Ja, weil der Begriff sehr stark verbunden ist mit der Idee von Selbstoptimierung, mit der Idee von Aktivierung, mit dem Wiederherstellen von Jugendlichkeit und Transformation.
Und das ist etwas, also herumliegen ist jetzt kein Modus der Aktivierung, sondern in dieser Logik macht das Wort wörtlich unbrauchbar, führt zu einem Verfall.
Also es geht darum, wirklich daran zu arbeiten,
für andere angenehm, attraktiv, verfügbar und begehrenswert zu sein.
Und das findet nicht statt bei auf der Couch herumliegen.
Also wenn es um Zeitressourcen geht und die Aufforderung, sich Zeit zu nehmen, um sich um sich selbst zu kümmern, dann muss man sagen, dass strukturell Männer weniger aufgefordert werden, sich Zeit für sich selbst zu nehmen, weil sie diese Zeit in der Regel ohnehin mehr haben.
Gesellschaftlich betrachtet übernehmen sie einen geringeren Anteil an unbezahlter Care-Arbeit und Ähnlichem.
Man muss auch sagen, dass Männer, die in traditionellen Männlichkeitsvorstellungen sozialisiert sind oder verhaftet sind, dass diese Form von Bedürftigkeit, Bedürftigkeit nach Erholung oder nach Ausgeglichenheit oder eben auch die Überforderung, aus der diese Bedürftigkeit resultiert, dass das Männlichkeitsnormen widerstrebt, widerspricht.
insofern auch der Druck darin besteht, das überhaupt erst gar nicht zu brauchen, während der Druck bei Frauen darin besteht, Selfcare richtig zu machen und ausreichend zu machen.

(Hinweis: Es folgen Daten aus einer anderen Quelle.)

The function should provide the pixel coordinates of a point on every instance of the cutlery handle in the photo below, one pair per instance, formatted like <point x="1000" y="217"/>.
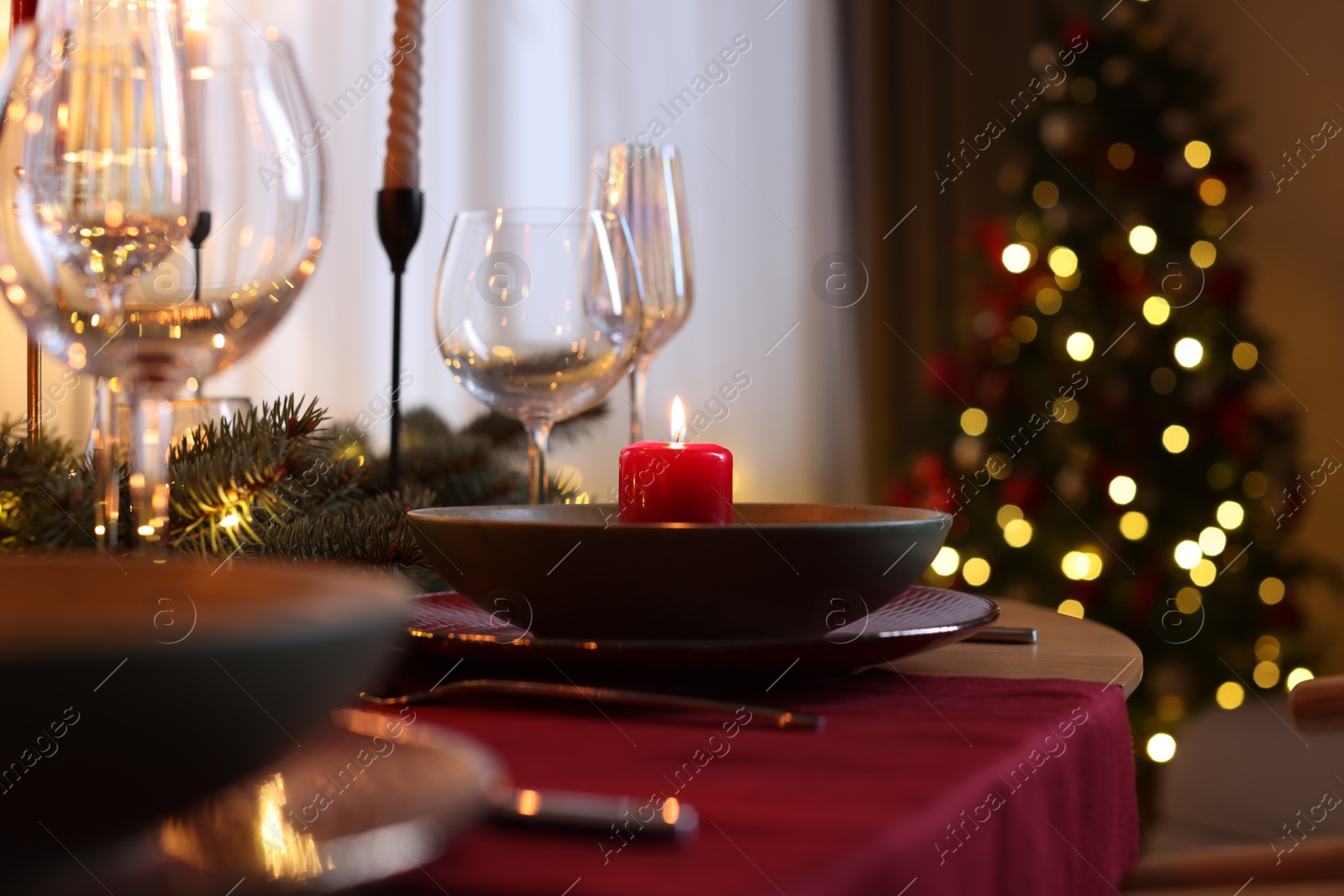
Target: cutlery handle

Und schließlich muss man auch sagen, dass die Bilder von Selfcare, die aktuell bestehen, stärker im Bereich Fitness und Biohacking verankert sind, als jetzt konsumzentrierte Schönheitsarbeit, wie das bei Frauen der Fall ist.
Ja, wissenschaftlich lässt sich diese Frage schwer beantworten.
Es ist de facto so, dass hier öfter eine Gegensätzlichkeit konstruiert wird, auch im öffentlichen Diskurs sozusagen.
Die Zeit mit Selfcare zu verbringen, verringert Zeit mit anderen, verringert Zeit für Freundschaften.
für Austausch, für Community, wie es so häufig genannt wird.
Man kann aber auch sagen, dass das Zeit für sich und Erholung ein integraler Bestandteil ist für Menschen, ein integrales Bedürfnis von Menschen, diese Räume und diese Zeit systemisch immer geringer werden aufgrund von höheren Anforderungen im Bereich von Elternschaft, aufgrund von schwierigen Arbeitsbedingungen etc.,
Und insofern wäre mein gesellschaftlicher Appell, eher dahin zu sehen, wie strukturell Zeit und Ressourcen geschaffen werden können, dass Menschen sich nicht mehr artifiziell Räume schaffen müssen für
für Erholung, wie zum Beispiel über den Kauf von Fitnessklassen oder Yogaklassen oder ähnliches, sondern als Bestandteil des menschlichen Lebens, so wie es ursprünglich ja eigentlich auch vorgesehen war, dass die Teilung zwischen Lohnarbeitszeit, Erholungs- bzw.
Reproduktionsarbeit und wirklich Schlafzeit ausgeglichen ist.